Pourtant, la presse continue à perdre des lecteurs alors que les médias sociaux ne cessent d’augmenter leur audience…

C'est vrai que la presse écrite continue à subir une crise de lectorat: le produit papier a du mal à susciter l'intérêt de la génération numérique. On observe que 64% des jeunes (âgés de 18 à 24 ans) considèrent les sites d'information en ligne comme leur source principale, mais 28% préfèrent connaître l'actualité via les réseaux sociaux.

Principales sources d'informations selon l'âge, à découvrir dans l'infographie à droite.


Auparavant, la majorité des gens considérait que pour être un bon citoyen ou simplement pour discuter avec ses collègues, il était utile de s’informer sur l’actualité. Aujourd’hui, les réseaux sociaux sont des éditeurs de contenus comme tout autre média, l’information est disponible partout et en même temps, elle a perdu de sa valeur aux yeux du grand public.

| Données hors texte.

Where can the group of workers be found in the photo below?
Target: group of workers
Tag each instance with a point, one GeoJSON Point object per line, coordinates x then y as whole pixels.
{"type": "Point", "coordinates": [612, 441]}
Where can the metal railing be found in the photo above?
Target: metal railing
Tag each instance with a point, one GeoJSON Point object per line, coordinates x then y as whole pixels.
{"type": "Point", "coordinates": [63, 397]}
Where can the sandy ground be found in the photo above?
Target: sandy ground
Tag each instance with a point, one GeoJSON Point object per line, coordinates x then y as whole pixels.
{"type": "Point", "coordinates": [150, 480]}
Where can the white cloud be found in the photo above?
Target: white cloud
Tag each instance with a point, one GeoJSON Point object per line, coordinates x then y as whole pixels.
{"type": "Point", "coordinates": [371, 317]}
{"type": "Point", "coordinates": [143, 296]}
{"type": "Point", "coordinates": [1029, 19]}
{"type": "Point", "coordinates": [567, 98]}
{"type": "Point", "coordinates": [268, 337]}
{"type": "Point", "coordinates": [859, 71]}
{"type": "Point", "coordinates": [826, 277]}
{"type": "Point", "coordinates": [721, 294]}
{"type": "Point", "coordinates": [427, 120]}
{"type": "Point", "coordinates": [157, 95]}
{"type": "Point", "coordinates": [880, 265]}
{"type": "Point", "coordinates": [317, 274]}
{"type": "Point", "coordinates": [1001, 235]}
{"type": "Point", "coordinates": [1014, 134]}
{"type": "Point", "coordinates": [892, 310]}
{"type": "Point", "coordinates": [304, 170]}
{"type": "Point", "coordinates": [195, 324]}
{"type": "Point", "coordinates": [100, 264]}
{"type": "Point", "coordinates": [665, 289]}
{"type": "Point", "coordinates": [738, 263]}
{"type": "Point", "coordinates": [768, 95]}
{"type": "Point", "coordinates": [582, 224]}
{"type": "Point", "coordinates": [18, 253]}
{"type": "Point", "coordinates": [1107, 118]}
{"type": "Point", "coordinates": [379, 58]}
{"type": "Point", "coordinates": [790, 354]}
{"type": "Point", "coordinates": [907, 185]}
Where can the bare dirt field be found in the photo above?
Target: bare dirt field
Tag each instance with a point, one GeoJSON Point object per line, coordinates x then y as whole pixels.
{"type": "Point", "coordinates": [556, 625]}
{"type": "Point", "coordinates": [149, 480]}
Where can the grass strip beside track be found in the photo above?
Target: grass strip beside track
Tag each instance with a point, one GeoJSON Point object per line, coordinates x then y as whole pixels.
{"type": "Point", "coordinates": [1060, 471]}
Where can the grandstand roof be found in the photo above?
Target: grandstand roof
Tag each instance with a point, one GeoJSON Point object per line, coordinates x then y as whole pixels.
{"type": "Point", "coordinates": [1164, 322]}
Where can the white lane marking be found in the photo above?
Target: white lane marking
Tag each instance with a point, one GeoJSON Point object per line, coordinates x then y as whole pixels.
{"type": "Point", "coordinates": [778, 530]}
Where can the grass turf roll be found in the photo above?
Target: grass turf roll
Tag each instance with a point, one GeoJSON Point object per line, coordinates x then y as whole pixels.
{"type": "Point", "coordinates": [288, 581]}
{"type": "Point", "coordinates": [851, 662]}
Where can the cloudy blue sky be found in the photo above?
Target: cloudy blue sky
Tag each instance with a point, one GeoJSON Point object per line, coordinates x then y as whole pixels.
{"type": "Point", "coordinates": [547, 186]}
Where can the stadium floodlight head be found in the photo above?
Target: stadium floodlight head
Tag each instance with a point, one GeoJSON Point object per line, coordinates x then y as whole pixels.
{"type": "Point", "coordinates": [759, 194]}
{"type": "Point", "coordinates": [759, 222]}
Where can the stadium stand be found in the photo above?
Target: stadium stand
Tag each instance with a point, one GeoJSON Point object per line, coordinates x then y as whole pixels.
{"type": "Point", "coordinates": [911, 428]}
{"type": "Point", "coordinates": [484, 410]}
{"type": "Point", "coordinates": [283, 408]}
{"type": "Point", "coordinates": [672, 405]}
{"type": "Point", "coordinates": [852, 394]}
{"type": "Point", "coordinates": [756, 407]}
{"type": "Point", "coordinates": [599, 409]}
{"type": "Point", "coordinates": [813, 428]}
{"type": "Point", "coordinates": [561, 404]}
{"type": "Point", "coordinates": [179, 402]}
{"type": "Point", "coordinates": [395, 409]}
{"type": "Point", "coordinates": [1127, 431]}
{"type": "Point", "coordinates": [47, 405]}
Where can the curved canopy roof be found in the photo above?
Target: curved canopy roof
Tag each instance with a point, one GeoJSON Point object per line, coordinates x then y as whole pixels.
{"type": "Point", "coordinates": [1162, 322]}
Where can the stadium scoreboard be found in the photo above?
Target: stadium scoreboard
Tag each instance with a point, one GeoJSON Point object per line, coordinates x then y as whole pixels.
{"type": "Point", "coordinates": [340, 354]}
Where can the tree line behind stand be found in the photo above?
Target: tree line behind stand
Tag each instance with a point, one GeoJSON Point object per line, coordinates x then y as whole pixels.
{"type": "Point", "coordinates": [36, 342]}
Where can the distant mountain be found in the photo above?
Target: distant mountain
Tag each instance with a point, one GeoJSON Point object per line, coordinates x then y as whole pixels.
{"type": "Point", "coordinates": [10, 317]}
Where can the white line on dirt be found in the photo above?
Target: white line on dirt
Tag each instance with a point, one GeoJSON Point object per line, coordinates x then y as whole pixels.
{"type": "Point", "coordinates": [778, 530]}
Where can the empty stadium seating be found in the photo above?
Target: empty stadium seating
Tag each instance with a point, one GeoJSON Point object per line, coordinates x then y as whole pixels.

Notre société a donc deux défis à relever. Premier défi: donner les moyens aux journalistes de mener leur travail avec rigueur, professionnalisme, déontologie et de se distinguer ainsi du reste des productions médiatiques. C’est ce qu’ils ont réussi à faire, par exemple, avec les Panama Papers. Le second défi est d’éduquer les citoyens à l’esprit critique, en particulier à l’égard d’internet et des réseaux sociaux. C’est essentiel pour distinguer les vraies informations de qualité des rumeurs ou des intox; et être à la hauteur de la liberté d’expression que garantissent nos démocraties.

Rappelez-vous

Dimanche 3 avril

À la une de Le Soir (Belgique), The Guardian (Grande-Bretagne), Aftenposten (Norvège), Asahi Shimbun (Japon), La Nacion (Argentine) et près d’une centaine d’autres journaux dans le monde, un titre: Panama Papers.

C’est la plus grosse fuite d’informations jamais traitée: 11,5 millions de documents issus des archives du bureau juridique Mossack Fonseca au Panama, un des plus grands producteurs de comptes offshore.

Au fil des éditions, les révélations se succèdent; les fortunes cachées de centaines de personnalités – politiques, culturelles, sportives, de l’économie, etc - sont révélées; les enquêtes fiscales et démissions suivront…

Un an plus tôt, une source anonyme contactait le quotidien allemand Süddeutsche Zeitung pour lui donner des documents internes de Mossack Fonseca: e-mails, notes, tableaux, fax, etc. En tout: 2,6 térabytes de données que vont décrypter, analyser, recouper pendant des mois, quelque 370 journalistes réunis dans le Consortium international de journalistes d’investigation (ICIJ).